私は幼い頃から「何か」を創り出し、それを通して自己表現をするのが大好きでした。絵を描いたり、工作をしたり、曲を作ったり・・・。ただ、私はそれらを他人に見せる勇気の無い、気弱な子供でした。「親や友人に笑われたら嫌だ、否定される位なら自分の世界だけで終わらせよう。」という考え方は、今も心の奥に根強く残っています。
そのため、このオーディションに応募するかどうか、正直なところ凄く悩みました。ですが、初めて皆さんの作品を見たときの感動や憧れがどうしても忘れられず、「やるだけやってみよう!」と参加を決めました。
ここでする話ではないのかもしれませんが、私が小説を書くのはこれが初めてです。しかも、オーディション開催を知ったのは、11月6日。「合格するのか」という問題以前に、そもそも「作品」と呼べるものができるのか、とても不安でした。が、いざ書き始めてみると、本当に面白かったです。荒削りで、下手くそな文章ではあるけれども、「これは私の「作品」だ!」と思う位には、自分で書いたものを気に入っています(ものすごく下手くそだし、書き直したい部分は何箇所もありますが・・・)。ただ、自分のやりたいように自由に書いてしまったので、「これは果たして「小説・シナリオ」なのだろか・・?ちょっと違う気がする・・・。」という不安もあります(笑)。

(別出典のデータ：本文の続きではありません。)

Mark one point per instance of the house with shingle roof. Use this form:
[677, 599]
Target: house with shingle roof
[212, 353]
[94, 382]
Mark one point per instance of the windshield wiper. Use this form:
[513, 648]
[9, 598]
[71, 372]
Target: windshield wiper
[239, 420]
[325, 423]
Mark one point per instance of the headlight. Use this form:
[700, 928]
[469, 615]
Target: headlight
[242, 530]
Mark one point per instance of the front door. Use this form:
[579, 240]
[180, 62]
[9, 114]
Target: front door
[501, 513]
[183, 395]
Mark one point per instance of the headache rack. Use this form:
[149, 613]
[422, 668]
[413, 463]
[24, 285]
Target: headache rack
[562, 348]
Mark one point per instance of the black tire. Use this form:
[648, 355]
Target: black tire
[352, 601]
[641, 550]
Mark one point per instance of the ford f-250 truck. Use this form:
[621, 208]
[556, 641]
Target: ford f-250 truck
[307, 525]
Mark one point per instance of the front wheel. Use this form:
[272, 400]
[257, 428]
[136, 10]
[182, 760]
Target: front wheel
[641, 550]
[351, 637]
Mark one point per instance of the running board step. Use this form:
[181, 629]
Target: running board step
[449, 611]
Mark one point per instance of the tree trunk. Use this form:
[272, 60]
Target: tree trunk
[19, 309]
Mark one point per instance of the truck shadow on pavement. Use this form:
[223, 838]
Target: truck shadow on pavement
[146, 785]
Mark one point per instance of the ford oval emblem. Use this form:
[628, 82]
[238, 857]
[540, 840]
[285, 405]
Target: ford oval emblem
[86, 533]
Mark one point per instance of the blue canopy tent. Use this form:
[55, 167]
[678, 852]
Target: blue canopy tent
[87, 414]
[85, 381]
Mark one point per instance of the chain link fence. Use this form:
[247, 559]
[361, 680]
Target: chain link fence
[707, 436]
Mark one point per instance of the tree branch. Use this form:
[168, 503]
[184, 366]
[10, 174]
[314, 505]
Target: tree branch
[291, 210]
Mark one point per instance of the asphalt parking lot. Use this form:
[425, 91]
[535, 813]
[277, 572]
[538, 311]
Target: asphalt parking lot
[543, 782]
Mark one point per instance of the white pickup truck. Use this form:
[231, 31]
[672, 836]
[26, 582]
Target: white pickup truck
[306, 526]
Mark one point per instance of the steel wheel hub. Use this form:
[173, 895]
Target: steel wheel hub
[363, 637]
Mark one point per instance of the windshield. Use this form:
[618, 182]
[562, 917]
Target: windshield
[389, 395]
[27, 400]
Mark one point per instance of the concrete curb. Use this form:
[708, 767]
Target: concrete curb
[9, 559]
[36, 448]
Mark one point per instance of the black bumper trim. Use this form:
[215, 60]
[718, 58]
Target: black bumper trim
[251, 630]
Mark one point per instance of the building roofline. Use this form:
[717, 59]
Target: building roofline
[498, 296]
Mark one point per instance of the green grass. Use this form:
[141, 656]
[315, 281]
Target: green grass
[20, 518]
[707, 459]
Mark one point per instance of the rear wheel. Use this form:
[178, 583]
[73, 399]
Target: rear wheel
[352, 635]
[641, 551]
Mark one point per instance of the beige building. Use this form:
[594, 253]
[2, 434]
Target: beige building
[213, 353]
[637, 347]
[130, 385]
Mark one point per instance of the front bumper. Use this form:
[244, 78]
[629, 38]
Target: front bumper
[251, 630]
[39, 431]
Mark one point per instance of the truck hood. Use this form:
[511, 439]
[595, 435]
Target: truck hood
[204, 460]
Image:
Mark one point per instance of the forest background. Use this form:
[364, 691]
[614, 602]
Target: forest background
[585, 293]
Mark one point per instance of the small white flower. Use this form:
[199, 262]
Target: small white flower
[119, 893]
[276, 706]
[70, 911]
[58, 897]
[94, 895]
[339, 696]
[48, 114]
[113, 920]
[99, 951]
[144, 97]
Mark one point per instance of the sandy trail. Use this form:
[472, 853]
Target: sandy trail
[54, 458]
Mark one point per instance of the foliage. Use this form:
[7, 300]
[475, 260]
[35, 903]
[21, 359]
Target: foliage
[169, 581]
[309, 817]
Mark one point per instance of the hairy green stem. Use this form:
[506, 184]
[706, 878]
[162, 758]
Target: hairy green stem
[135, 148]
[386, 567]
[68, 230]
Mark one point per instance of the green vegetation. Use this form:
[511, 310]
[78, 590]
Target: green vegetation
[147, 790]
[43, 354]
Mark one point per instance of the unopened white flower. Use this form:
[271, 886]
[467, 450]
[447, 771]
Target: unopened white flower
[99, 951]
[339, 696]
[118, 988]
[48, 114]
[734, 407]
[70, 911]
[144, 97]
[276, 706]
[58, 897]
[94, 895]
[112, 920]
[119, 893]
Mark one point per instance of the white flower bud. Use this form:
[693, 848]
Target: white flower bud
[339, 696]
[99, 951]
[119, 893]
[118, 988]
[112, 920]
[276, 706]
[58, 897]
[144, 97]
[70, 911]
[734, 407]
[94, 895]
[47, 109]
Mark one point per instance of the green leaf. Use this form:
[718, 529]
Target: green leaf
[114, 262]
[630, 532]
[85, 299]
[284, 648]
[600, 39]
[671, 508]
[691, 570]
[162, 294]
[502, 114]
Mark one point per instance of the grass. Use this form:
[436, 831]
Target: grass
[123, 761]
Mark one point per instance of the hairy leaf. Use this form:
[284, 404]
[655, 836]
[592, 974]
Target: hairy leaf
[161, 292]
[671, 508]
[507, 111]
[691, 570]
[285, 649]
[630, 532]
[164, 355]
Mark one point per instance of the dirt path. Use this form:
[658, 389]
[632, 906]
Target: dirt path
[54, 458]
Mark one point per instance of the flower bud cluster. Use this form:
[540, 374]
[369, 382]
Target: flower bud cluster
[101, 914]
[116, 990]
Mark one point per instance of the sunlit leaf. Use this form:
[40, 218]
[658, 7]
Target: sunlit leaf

伝えたいことがありすぎて、長々とした文章を書いてしまいました。ごめんなさい。私の言いたいことを大まかにまとめると、
①「KAMITSUBAKI STUDIO」の作品、及びそれを創りだす皆さんが大好きです。
②文章を書くのは、とても楽しかったです。そして、そのきっかけを私に与えてくださり、本当にありがとうございます。
ということです(笑)。「誰かに作品を見せる」ことが初めてなので少し緊張していますが、「応募してよかった」と心から思っています。
それでは、審査の程、宜しくお願いいたします。
追伸:連載小説「10B病棟」は、11月10日までに完成できなかった作品の一部です。本当に最初の部分しか出来ていないのですが・・・少しずつ書き上げていこうと思います。この小説は私の実体験を織り交ぜた特別なものなので、読んで頂けたらたら本当に嬉しいです。